On another occasion Sue noted that a plain, red-top tube was not collected for a therapeutic drug level that requires serum from a non-gel separator tube. Again, Sue suggested the patient be called back. She was told "No, just let the SST clot upside down. It will be fine!"

When phlebotomists make these kinds of decisions in the field, we have to wonder the reason. Is it a matter of ethics (i.e., what you do when no one is looking)? Or is it due to a lack of proper training, with clinical laboratories contributing to the problem by not providing regular and comprehensive competency checks? My guess is, in most cases, it is the latter.

If it were an ethics issue, the unorthodox practices described would not be so widespread. When new phlebotomists are taught improper technique by senior staff members, it demonstrates a general lack of understanding of preanalytical errors and their causes. The importance of specimen quality and the "accuracy depends on me" mentality is missing. Laboratories must invest in staff members who are responsible for the quality of blood sample collection and handling. A Clinical Laboratory Scientist (CLS) can perform the assay and report the result, but if the blood in an SST was poured into an EDTA tube a few minutes after collection, is the CLS reporting an accurate result? Or, if the SST was allowed to clot upside down (as suggested), then spun and poured off, is the reported therapeutic drug level going to assist the provider in properly dosing and treating the patient? On both accounts, the answer is "no."

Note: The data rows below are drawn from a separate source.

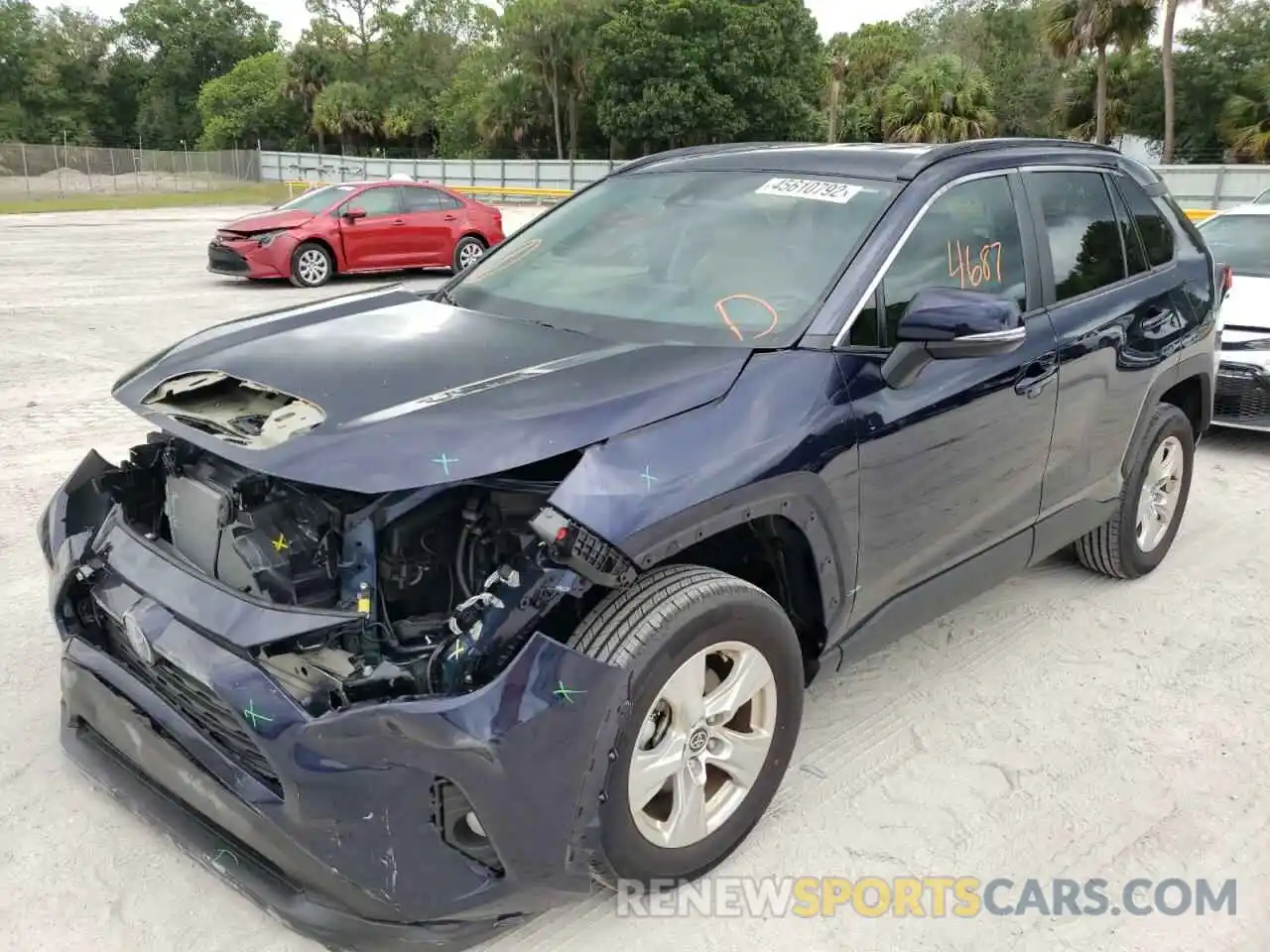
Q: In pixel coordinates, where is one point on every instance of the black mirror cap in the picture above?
(939, 315)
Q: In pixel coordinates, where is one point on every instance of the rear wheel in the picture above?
(467, 252)
(716, 706)
(1138, 537)
(312, 266)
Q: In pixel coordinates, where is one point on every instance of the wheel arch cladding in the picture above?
(729, 466)
(1188, 385)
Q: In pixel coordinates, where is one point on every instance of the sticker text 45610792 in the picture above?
(818, 189)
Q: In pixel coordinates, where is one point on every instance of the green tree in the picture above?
(1005, 40)
(672, 72)
(310, 68)
(345, 109)
(1166, 66)
(1246, 118)
(248, 103)
(938, 99)
(186, 44)
(1078, 27)
(870, 59)
(1076, 111)
(553, 41)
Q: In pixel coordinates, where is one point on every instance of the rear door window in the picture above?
(1156, 234)
(1080, 225)
(384, 199)
(1134, 252)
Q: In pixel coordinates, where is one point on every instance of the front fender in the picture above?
(780, 443)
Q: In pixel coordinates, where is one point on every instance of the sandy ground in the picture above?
(1061, 726)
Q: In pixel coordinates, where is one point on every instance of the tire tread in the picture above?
(1102, 549)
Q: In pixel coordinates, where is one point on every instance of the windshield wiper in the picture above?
(549, 326)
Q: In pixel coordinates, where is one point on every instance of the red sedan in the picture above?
(357, 227)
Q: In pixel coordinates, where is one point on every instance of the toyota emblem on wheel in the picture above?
(137, 640)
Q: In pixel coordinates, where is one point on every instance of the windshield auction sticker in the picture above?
(838, 191)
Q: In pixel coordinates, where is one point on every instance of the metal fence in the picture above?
(58, 169)
(1194, 185)
(475, 173)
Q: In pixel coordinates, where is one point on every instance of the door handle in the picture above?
(1038, 376)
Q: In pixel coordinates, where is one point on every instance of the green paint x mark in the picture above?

What happens at your facility? Are the proper preanalytical processes followed or improvised? Are serum samples allowed to fully clot and then centrifuged within the appropriate time frame? Are specimens spun, refrigerated, or frozen in accordance with test requirements? Are patient samples stored in such a way to maintain integrity until and during transport to the testing laboratory? Are remote patient service centers equipped with a centrifuge, refrigerator and freezer?

If inspectors asked more of phlebotomists and processors, laboratories would be forced to place more emphasis on education and training. When facilities invest in the ongoing education of their pre-analytical staff, the investment produces knowledgeable and skilled healthcare professionals who more readily recognize and fulfill the crucial role they play in delivering accurate results.

Stephanie Ponti, CPT1 is a Phlebotomy Supervisor at Dignity Health and Phlebotomy Instructor at Cuesta College in San Luis Obispo, California.